Migrants rue being stamped as criminals

Stereotyping migrants as lawbreakers not backed by substantial data, says expert

November 29, 2019 01:57 am | Updated 09:53 am IST - KOCHI

According to the police, migrants cannot be tracked always as they keep moving.

According to the police, migrants cannot be tracked always as they keep moving.

When he boarded the train for Kerala from his home district of Kandhamal in Odisha, Rajendar was just 16 years of age.

Since then he has lived here and is now settled with his family, including two little children, at Manjapetty near Perumbavoor. He is now 34.

However, 18 long years after and turning into as much a Malayali as his neighbour next door, Rajendar has still not been able to shake off that feeling of outsider completely.

“People continue to maintain a distance, and the entire migrant community gets a bad name when a member from among us gets involved in a crime. They need to realise that every land has its share of good and bad people, and there is no place full of good people alone,” he said in fluent Malayalam.

The alleged rape and murder of a woman at Perumbavoor on Wednesday by a resident of Assam has brought back that by-now familiar sense of alienation that visits the likes of Rajendar every time a migrant is hauled up by police.
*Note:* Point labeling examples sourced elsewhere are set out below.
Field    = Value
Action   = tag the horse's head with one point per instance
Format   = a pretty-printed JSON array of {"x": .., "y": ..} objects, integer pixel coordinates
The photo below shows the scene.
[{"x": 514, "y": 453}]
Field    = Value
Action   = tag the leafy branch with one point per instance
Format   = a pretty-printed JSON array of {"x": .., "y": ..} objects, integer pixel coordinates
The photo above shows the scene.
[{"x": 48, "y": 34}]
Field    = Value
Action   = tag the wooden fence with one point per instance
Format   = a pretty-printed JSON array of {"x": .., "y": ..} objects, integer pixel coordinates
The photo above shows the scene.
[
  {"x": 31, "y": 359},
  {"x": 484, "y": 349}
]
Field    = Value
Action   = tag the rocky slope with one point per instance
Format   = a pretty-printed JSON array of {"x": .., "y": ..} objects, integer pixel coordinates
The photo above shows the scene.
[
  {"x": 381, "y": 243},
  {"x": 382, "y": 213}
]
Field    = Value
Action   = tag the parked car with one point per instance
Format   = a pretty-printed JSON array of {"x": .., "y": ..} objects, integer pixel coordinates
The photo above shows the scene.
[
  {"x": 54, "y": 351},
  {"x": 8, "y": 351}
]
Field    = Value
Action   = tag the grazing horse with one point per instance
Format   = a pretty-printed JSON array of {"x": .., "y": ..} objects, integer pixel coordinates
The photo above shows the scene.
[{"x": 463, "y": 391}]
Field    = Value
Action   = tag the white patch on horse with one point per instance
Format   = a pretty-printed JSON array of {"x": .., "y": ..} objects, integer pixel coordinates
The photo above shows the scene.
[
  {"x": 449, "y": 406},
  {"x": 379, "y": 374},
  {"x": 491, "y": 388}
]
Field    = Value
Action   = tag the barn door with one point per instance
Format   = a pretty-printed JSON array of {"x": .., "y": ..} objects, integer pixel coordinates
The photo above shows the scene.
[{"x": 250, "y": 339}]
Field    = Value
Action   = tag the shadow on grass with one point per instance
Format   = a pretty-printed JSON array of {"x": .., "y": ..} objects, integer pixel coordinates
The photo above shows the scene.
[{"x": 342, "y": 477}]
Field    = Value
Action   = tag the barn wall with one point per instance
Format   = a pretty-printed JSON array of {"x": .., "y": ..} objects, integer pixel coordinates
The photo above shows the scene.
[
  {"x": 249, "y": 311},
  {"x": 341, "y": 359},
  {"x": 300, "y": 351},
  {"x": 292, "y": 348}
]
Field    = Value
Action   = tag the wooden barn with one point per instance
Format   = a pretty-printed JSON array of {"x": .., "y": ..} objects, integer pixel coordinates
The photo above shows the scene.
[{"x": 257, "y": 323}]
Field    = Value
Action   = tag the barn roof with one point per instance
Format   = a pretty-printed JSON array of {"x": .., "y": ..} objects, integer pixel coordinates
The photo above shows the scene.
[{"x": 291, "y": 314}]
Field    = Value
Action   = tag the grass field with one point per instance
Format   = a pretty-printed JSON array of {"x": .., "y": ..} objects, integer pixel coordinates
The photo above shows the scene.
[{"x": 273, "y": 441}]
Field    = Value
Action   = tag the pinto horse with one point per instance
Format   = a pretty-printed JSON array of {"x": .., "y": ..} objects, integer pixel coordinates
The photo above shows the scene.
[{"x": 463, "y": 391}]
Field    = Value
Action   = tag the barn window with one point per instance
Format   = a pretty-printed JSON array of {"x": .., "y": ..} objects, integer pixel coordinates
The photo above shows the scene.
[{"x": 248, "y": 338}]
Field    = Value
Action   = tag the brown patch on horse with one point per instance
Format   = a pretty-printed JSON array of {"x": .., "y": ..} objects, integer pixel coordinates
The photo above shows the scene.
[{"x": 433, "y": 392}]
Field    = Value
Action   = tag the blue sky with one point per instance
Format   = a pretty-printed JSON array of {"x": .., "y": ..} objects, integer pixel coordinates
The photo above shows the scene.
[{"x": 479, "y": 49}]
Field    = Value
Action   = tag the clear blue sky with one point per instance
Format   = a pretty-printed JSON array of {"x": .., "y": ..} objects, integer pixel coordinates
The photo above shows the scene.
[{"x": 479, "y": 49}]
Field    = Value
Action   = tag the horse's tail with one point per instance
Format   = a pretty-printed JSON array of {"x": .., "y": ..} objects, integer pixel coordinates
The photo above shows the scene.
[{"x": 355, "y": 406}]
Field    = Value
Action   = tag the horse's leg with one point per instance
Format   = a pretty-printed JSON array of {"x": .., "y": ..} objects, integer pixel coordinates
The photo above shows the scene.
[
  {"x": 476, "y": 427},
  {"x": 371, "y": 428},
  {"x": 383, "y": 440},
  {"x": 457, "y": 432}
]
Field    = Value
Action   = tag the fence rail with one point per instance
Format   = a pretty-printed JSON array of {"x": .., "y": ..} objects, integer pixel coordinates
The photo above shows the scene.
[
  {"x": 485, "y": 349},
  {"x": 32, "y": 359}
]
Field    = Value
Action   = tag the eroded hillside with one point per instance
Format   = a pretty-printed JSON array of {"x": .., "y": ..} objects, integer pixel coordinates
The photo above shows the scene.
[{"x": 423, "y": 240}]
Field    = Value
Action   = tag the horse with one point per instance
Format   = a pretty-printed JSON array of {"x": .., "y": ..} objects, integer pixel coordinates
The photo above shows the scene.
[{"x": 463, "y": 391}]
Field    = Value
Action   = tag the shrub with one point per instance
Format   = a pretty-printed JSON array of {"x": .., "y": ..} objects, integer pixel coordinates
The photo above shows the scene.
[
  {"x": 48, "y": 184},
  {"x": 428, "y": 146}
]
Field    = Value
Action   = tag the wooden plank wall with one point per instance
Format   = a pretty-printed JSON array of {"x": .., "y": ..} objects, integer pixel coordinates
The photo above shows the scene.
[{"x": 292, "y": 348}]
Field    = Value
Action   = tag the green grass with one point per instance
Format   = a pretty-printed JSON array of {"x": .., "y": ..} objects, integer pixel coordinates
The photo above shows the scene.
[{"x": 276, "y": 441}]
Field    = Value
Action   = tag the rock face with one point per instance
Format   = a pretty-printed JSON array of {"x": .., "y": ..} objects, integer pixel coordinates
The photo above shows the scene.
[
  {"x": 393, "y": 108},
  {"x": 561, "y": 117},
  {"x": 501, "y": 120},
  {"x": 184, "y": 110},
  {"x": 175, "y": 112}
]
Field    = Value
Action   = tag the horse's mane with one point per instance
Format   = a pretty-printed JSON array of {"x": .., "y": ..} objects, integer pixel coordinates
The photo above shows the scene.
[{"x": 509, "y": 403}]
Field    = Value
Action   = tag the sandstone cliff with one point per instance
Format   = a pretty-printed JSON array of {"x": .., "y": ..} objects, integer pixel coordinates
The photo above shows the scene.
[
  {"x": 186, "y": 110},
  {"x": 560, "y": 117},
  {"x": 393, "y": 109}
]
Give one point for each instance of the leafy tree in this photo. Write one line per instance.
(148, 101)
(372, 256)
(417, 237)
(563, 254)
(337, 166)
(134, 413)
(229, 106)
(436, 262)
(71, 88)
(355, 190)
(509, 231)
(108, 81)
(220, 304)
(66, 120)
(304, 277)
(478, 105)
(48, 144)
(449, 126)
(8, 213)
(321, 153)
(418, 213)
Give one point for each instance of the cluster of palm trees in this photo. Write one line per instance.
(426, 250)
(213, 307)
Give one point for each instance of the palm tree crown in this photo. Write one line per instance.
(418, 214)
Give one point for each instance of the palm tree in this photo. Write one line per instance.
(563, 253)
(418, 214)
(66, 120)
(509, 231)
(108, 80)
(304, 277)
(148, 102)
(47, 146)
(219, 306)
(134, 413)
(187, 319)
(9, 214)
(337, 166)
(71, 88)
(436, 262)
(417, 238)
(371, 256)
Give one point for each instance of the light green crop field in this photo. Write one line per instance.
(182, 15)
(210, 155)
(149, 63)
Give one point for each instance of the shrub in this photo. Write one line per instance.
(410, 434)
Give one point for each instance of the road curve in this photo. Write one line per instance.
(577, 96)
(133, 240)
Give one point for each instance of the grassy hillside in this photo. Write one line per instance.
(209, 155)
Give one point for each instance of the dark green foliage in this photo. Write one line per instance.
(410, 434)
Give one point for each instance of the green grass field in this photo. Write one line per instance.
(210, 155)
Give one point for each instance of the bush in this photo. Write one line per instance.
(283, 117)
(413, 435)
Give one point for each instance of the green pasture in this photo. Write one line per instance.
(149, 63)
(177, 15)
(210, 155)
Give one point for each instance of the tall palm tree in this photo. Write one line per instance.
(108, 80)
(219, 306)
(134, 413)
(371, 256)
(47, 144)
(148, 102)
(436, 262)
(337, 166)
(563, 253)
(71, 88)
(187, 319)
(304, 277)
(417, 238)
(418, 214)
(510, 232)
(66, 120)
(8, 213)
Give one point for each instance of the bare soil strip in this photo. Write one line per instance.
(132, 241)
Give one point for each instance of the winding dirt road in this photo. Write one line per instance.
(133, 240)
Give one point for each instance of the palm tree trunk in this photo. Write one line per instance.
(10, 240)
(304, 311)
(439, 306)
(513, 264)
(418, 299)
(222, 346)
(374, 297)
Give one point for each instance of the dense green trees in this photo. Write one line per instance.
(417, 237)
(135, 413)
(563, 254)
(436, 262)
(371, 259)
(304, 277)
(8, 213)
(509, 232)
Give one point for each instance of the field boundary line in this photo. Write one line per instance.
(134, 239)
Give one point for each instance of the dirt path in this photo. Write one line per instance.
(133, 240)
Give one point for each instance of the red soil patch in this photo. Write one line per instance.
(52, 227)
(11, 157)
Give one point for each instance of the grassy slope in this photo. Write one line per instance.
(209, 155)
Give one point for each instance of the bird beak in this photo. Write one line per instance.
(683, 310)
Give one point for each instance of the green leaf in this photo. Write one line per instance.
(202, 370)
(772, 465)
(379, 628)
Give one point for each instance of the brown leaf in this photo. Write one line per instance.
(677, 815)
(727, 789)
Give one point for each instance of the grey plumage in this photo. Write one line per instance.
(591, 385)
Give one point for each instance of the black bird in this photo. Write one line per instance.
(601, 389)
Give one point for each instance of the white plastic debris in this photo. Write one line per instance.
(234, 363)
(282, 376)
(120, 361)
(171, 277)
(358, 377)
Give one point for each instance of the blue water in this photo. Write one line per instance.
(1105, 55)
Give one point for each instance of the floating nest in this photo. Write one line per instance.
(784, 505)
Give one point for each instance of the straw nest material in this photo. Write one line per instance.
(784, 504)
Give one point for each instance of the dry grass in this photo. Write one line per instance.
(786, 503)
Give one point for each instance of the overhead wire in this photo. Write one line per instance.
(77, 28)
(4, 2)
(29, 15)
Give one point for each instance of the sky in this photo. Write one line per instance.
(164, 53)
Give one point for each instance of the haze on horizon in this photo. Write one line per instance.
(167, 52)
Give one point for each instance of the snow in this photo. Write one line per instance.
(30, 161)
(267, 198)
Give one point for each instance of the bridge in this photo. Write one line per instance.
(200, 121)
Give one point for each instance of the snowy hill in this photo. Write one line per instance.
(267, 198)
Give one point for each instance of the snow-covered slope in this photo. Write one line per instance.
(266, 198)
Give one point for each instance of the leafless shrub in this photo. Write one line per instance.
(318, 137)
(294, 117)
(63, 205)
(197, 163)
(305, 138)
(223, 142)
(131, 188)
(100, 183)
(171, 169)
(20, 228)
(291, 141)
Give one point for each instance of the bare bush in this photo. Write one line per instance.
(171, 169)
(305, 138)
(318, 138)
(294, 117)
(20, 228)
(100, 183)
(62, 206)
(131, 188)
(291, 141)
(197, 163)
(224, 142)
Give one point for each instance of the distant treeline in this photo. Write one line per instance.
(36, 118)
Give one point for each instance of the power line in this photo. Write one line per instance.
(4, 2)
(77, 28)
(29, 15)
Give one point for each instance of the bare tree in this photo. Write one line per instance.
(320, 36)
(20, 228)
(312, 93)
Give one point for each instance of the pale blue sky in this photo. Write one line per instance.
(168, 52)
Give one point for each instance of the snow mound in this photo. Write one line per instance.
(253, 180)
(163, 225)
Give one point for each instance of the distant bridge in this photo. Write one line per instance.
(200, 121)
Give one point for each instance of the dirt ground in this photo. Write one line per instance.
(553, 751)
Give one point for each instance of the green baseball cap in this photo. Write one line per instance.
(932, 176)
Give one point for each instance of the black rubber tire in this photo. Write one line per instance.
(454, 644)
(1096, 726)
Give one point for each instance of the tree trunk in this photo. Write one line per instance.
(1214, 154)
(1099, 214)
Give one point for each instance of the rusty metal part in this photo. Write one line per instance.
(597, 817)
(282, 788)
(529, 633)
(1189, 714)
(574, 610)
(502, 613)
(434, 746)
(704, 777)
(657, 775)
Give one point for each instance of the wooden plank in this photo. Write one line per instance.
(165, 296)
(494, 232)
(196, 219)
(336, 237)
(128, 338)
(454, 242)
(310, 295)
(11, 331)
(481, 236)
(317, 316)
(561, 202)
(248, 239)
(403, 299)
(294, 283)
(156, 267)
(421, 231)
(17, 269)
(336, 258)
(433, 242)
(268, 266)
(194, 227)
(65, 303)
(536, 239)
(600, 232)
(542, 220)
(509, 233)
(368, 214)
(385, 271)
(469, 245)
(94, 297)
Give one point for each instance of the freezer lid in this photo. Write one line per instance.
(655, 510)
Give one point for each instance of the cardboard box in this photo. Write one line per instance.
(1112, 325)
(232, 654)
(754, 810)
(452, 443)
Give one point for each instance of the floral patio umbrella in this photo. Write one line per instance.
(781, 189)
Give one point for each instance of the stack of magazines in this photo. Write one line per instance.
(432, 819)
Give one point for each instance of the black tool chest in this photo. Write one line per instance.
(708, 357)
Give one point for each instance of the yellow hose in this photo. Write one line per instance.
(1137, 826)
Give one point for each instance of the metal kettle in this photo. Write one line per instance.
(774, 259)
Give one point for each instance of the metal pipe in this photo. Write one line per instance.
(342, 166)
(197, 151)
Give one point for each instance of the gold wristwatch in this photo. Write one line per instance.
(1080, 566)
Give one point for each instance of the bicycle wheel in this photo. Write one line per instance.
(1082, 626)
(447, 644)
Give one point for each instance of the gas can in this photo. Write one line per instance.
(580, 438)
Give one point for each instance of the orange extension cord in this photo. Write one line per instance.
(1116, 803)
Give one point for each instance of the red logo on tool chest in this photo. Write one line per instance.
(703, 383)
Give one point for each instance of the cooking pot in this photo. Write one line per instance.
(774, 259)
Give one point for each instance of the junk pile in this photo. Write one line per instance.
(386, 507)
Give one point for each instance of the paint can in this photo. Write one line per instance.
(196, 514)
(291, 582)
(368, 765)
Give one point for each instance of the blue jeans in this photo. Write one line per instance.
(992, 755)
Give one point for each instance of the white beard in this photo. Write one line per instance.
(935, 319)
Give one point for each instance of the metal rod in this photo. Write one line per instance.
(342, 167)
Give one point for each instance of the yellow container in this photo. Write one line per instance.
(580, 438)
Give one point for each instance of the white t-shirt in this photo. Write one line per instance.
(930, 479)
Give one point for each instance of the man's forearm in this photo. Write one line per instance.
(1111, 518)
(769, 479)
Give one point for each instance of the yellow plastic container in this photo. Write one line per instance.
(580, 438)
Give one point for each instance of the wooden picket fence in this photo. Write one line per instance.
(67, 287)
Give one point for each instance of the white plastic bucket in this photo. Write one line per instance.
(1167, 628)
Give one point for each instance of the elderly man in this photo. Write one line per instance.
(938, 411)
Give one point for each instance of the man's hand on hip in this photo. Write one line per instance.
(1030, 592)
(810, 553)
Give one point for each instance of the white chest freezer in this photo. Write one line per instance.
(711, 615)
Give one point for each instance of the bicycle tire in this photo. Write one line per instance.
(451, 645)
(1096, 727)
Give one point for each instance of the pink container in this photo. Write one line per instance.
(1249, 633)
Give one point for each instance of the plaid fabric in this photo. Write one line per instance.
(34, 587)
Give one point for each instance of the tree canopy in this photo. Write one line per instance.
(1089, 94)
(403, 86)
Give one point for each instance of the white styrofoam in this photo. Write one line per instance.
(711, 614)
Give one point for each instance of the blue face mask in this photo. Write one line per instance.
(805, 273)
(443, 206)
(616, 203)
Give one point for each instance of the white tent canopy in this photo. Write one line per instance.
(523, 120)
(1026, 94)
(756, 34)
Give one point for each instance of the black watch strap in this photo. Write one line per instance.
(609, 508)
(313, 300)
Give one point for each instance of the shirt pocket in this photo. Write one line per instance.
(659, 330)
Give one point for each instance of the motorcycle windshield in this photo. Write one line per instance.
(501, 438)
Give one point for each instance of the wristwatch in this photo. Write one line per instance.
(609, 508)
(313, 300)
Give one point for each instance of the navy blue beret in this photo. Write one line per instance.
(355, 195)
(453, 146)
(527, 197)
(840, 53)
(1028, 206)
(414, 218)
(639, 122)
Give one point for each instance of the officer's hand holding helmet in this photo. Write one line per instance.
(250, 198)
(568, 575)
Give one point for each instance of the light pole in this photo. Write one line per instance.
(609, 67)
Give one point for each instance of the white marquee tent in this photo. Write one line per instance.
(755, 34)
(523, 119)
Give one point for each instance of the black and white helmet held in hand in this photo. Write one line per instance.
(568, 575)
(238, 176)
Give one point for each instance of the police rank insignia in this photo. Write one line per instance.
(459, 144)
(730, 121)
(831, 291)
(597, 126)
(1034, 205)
“There is a convenient stereotyping of migrants as criminals, which is not substantiated by any data. The number of crimes registered in the State has come down progressively since 2016, while the arrival of migrants has only increased. This shoots a hole in the theory that migrants shoot up the rate of crimes,” said Benoy Peter, executive director, Centre for Migration and Inclusive Development.

He warns against jumping into conclusions about the number of migrants nabbed in drug cases, pointing out that in most cases there was some Malayali connection like the large-scale ganja farming carried out by Malayalis in Odisha and Andhra Pradesh. Malayalis also manage to evade arrest or get bail, whereas migrants languish in jails for want of support. Lissy Varghese, district secretary of Asha Workers Union, said addiction to tobacco remained an issue among migrants who start it at quite an early age on account of their easy availability back home. She, however, said that personal hygiene and that of the places they reside in have improved tremendously going by the feedback from Asha workers who inspect their places almost on a weekly basis.

K. Bijumon, DySP, Perumbavoor, said a system had been put in place whereby employers are asked to account for migrant workers engaged in work sites. However, that system has discrepancies since employers submit lists of only a fraction of migrants. “Migrants keep moving, so it is not always possible to track them though we try to verify their credentials with the help of their identity documents,” he said.

Mr. Peter said criminal elements might take cover exploiting the heavy concentration of migrant communities, but registration was likely to expose them as those with criminal backgrounds were unlikely to register their names. “Migrant-friendly policing whereby the police take migrants into confidence is the need of the hour,” he said.